SUMENEP I LIPUTAN12 - Pemerintah Kabupaten (Pemkab) Sumenep kembali menegaskan komitmennya terhadap tata kelola pemerintahan yang akuntabel. 

Hal itu ditandai dengan raihan opini Wajar Tanpa Pengecualian (WTP) dari Badan Pemeriksa Keuangan (BPK) RI untuk sembilan kali berturut-turut, sekaligus dengan menyampaikan Rancangan Peraturan Daerah (Raperda) tentang Pertanggungjawaban Pelaksanaan APBD Tahun Anggaran 2025 kepada DPRD Kabupaten Sumenep.

Penyampaian nota penjelasan bupati tersebut berlangsung dalam rapat paripurna DPRD Sumenep yang dipimpin Ketua DPRD Zainal Arifin, Kamis (18/6/2026).

Dalam kesempatan itu, Wabup Sumenep, Kh. Imam Hasyim menyampaikan bahwa laporan pertanggungjawaban APBD merupakan bentuk akuntabilitas pemerintah daerah atas seluruh kebijakan pembangunan, pelayanan publik, dan pengelolaan keuangan yang dilaksanakan sepanjang tahun 2025.

“Pertanggungjawaban APBD bukan sekadar kewajiban administratif yang diamanatkan peraturan perundang-undangan, tetapi juga bentuk transparansi pemerintah kepada DPRD dan masyarakat terkait sejauh mana anggaran daerah yang dikelola untuk mendukung pembangunan dan kesejahteraan masyarakat,” ujarnya.

Ia menjelaskan, seluruh pelaksanaan program dan kegiatan selama tahun 2025 mengacu pada Rencana Pembangunan Jangka Menengah Daerah (RPJMD) 2025-2029, Rencana Kerja Pemerintah Daerah (RKPD), serta dokumen APBD dan Perubahan APBD Tahun Anggaran 2025.

Menurutnya, hasil audit BPK RI yang kembali memberikan opini WTP menjadi indikator bahwa pengelolaan keuangan daerah telah dilaksanakan secara tertib, transparan, dan sesuai ketentuan yang berlaku.

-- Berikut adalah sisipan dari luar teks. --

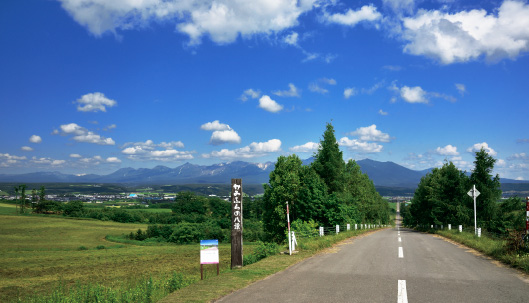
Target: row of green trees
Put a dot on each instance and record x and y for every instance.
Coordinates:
(441, 198)
(328, 192)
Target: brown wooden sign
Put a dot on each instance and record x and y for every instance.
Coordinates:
(236, 223)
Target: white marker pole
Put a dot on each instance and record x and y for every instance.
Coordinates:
(289, 236)
(474, 193)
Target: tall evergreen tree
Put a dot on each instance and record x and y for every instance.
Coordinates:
(328, 161)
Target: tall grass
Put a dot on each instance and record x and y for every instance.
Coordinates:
(495, 248)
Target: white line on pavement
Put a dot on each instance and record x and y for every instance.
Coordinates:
(402, 295)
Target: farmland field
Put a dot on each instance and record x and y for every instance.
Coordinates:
(39, 254)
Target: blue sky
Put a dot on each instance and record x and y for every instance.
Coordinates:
(91, 86)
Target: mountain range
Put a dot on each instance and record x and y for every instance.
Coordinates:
(387, 174)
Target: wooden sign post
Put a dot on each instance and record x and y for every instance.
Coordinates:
(236, 223)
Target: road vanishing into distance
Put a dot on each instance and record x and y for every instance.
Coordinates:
(392, 265)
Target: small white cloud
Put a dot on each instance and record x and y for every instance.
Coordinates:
(292, 92)
(94, 102)
(215, 125)
(478, 146)
(352, 17)
(448, 150)
(305, 148)
(360, 146)
(254, 94)
(413, 94)
(266, 103)
(292, 39)
(349, 92)
(224, 136)
(371, 133)
(35, 139)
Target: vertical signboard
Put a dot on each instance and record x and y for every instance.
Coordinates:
(236, 223)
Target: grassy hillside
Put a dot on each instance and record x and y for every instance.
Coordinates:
(41, 253)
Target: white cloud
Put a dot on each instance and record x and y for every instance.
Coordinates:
(468, 35)
(113, 160)
(352, 17)
(360, 146)
(478, 146)
(266, 103)
(215, 125)
(448, 150)
(349, 92)
(292, 92)
(305, 148)
(291, 39)
(35, 139)
(81, 134)
(94, 102)
(224, 136)
(371, 133)
(413, 94)
(254, 150)
(250, 93)
(222, 20)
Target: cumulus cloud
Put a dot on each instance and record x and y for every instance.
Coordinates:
(35, 139)
(94, 102)
(254, 150)
(305, 148)
(223, 21)
(291, 92)
(371, 133)
(222, 133)
(266, 103)
(478, 146)
(360, 146)
(467, 35)
(215, 125)
(448, 150)
(254, 94)
(353, 17)
(81, 134)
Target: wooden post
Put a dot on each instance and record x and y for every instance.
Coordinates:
(236, 223)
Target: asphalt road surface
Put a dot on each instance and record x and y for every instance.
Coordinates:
(392, 265)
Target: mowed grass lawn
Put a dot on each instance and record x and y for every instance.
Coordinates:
(39, 253)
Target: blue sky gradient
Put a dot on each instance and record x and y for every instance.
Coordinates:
(90, 86)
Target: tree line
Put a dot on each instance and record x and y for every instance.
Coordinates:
(327, 192)
(441, 198)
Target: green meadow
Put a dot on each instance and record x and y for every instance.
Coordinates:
(41, 255)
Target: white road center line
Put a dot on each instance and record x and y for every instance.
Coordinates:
(402, 295)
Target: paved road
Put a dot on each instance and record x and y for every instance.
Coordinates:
(380, 268)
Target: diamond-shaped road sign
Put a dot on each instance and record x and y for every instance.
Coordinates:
(473, 192)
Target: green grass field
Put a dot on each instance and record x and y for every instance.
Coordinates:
(41, 253)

“Alhamdulillah, Kabupaten Sumenep kembali memperoleh opini Wajar Tanpa Pengecualian untuk yang kesembilan secara berturut-turut. Capaian ini merupakan hasil kerja kolektif seluruh perangkat daerah, dukungan DPRD, serta pengawasan dan partisipasi dalam masyarakat mewujudkan tata kelola pemerintahan yang baik,” katanya.

Ia menegaskan, penghargaan tersebut tidak boleh dimaknai sebatas prestasi seremonial. Lebih dari itu, raihan WTP harus menjadi motivasi untuk terus memperbaiki kualitas pelayanan publik dan meningkatkan efektivitas penggunaan anggaran daerah.